Mico Alvo with fellow officers during air navigation training

This picture is taken in South Africa, in Cape Town, at the final stage of our training. All cadets wore a white ribbon around their kepi. The South Africans had ordinary hats, but all the rest we wore a kepi.

My first training was in Rhodesia, in Bulawayo. After that, we were taken to East London, South Africa, for the second stage of our training.

We went to East London at the beginning of 1944. Every training (there were three stages) lasted three or four months. In East London we specialized in air navigation.

East London was a nice city. Small city, but very pleasant. There were English and blacks too. In Rhodesia it was the first time that we encountered the segregation between the whites and the blacks. This actually made a great impression on us, a very bad impression.

We would go for a walk in the park and they would have a sign saying, "Europeans only". We couldn't understand it. Later, when we stayed for a little longer, we realized that they were partly, not completely, but partly, right.

They really were people of a much lower intelligence than us. But why were they lower? Because they didn't allow them to be educated.

After East London we went to Cape Town. In Cape Town we mainly had practice on air navigation, which was very interesting. On the plane.

The English had everything so organized, they were great. Of course, we didn't have many real English. Most of them were Welsh and Scotch. The Scotch were the best. What I liked most was their discipline.

For example they would teach the machine gun of an airplane and how to dismantle it and turn it into screws and nuts, and mantle it anew so it can be used again. Our trainer on armaments was a Flight Sergeant. In the class, we had students that were Flight Lieutenants and even of higher ranks.

Because they were people that had fought and now wanted to join the air force and because they were very good, they were sending them too. You should see when the Flight Sergeant was giving the lesson, how the Flight Lieutenants sat in front of him.

Even though they were allies, the English and the South African really disliked each other. Especially in Pretoria, where there were many Boers, there would be battles. At the bars and wherever else. The Greeks avoided trouble, they didn't mix.

Something that made an impression on me when I went to South Africa, was that I found there Greeks from the Sailing Club.
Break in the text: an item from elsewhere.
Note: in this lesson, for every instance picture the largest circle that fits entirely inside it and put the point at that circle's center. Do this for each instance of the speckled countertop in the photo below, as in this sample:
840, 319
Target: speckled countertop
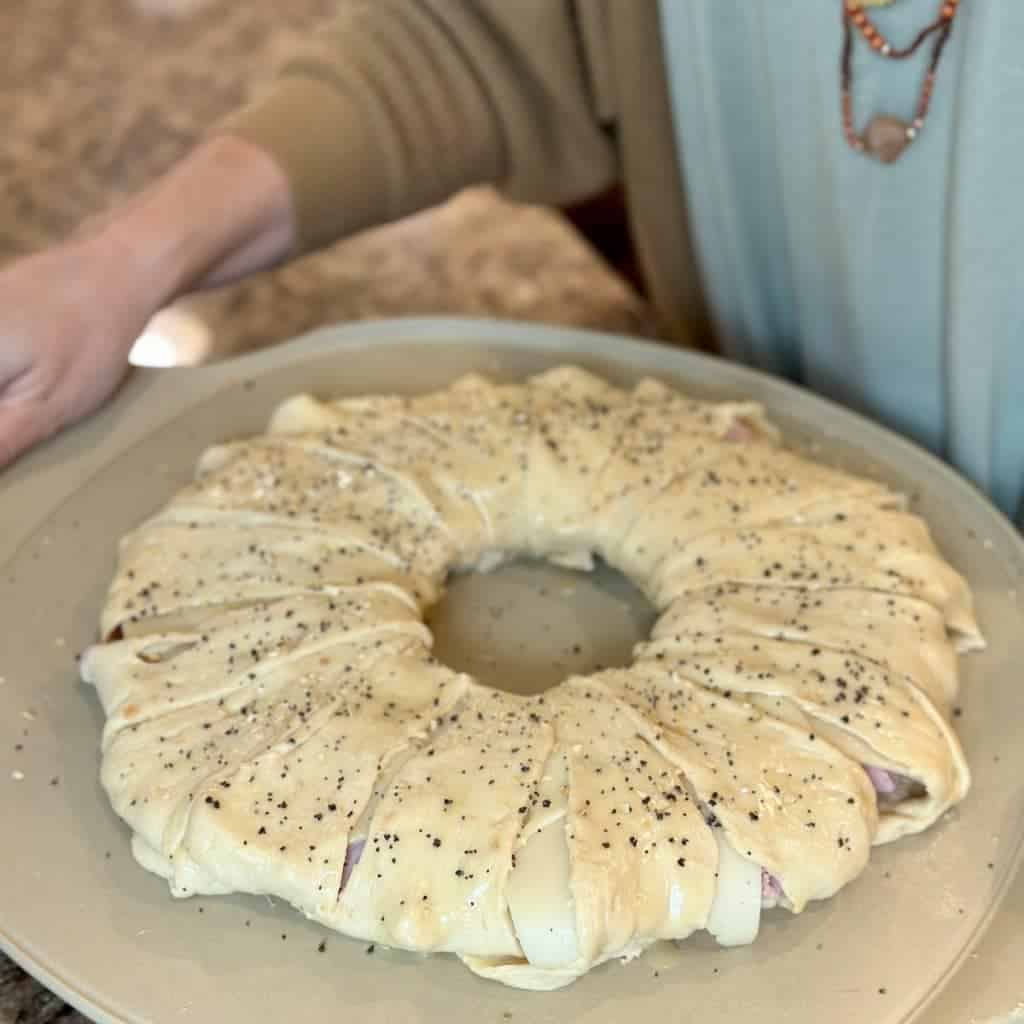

They had left from here as refugees and went to Johannesburg, opened a Tea Room and made a lot of money. Their Tea Room was open all night. There we were told that most of the Tea Rooms were owned by Greek.

At the end of 1944 we finished. But we weren't fit to fight yet. One had to do the OTU, which was the Operational Training Unit.

They trained you on the aeroplane that you were going to fly with. However, we didn't do the OTU. We didn't do our OTU, because by that time Greece was free and they sent us back.